BOLT
BOLT copied to clipboard
[Question] Is it possible to optimize java applications with BOLT?
We're running a large legacy java application with Spring and Hibernate. What could be the workarounds to make BOLT work with the jvm?
In theory, it's possible to optimize a JVM. I would expect it to contain some amount of assembly code that may present challenges to BOLT. What version of JVM are you running?
We're on Java version 1.8 currently
@maksfb any update? How could one use BOLT with Java? It would allow a performance improvement for most servers in the world and for every Android applications too!
Hi @LifeIsStrange, Recently I was able to optimize libjvm.so
(from graalvm-ce-java8-linux-amd64-20.1.0
) using BOLT with flags -reorder-blocks=cache+ -split-all-cold -dyno-stats
. For our benchmarks (Renaissance benchmarks suite), libjvm.so
was one the main ones causing icache misses and the bolt-optimized libjvm.so
suffered from less icache misses.
@takhandipu Hello
You were able to optimize java with BOLT. I was wondering how you did it? Can you give me a summary of the function. I am very beginner. Thanks
@takhandipu while very interesting (and definitely should potentially become common practice), IF I understand correctly, you optimized the JVM C++ binary, and not the runtime assembly outputed by the JIT? As for the latter I'm not aware if that is possible. Though a low hanging fruit would be to BOLT a graalvm native binary https://www.graalvm.org/22.1/reference-manual/native-image/ (note that while doing, one could also bolt libjvm.so like you did, as a complementary measure?)
BOLT can't optimize jitted code. BOLT is a static binary optimizer, so anything generated during runtime is out of reach.

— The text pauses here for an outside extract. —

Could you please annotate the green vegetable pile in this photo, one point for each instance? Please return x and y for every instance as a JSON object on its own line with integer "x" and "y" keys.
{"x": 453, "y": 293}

BOLT can be used to optimize the VM's library code, though, which can lead to measurable wins. In some VMs, a lot of time is spent running C++-written library code that the jitted code frequently calls, so optimizing this can be impactful. This is what happens with HHVM, for example.
Yes that is why I was referring to graalVM native AOT java binaries that in theory should be boltable. Btw since you work at Facebook I'd like to show you the extremely huge missed opportunity that is GraalPHP, as you can see on the benchmarks it very significantly outperform HHVM https://github.com/abertschi/graalphp/blob/master/results.md Which make sense since it reuses state of the art OpenJDK derived optimizations. It also allow transparent language interop without needing to write brittle FFI boilerplate, with almost any language (interop with Java, JS, python, ruby, C++)
Please guide me exactly which part of openjdk that I built should I optimize with bolt? I do not understand. Thanks Can you give an example?
@ZahraHeydari95 I'm not sure I've never done it before. @takhandipu was not talking about openjdk but about the sibling project graalvm He stated the package name: graalvm-ce-java8-linux-amd64-20.1.0
Once you have it, explore the folder and try to find a file named libjvm.so Then, install BOLT (cf repository Readme, or via recent LLVM), run it with the flags he stated -reorder-blocks=cache+ -split-all-cold -dyno-stats on libjvm.so Make sure the old file is replaced by the new version generated by BOLT. And then you can use graalvm to run Java code on a normal way (see online documentation about graalvm), benchmark and observe or not performance gains vs unmodified graalvm. Report back if you manage to run a benchmark
@LifeIsStrange Thank you very much for your advice. I found libjvm.so. But for the perf record step during BOLT optimization, what should I do running profiling? Can it be done without profiling?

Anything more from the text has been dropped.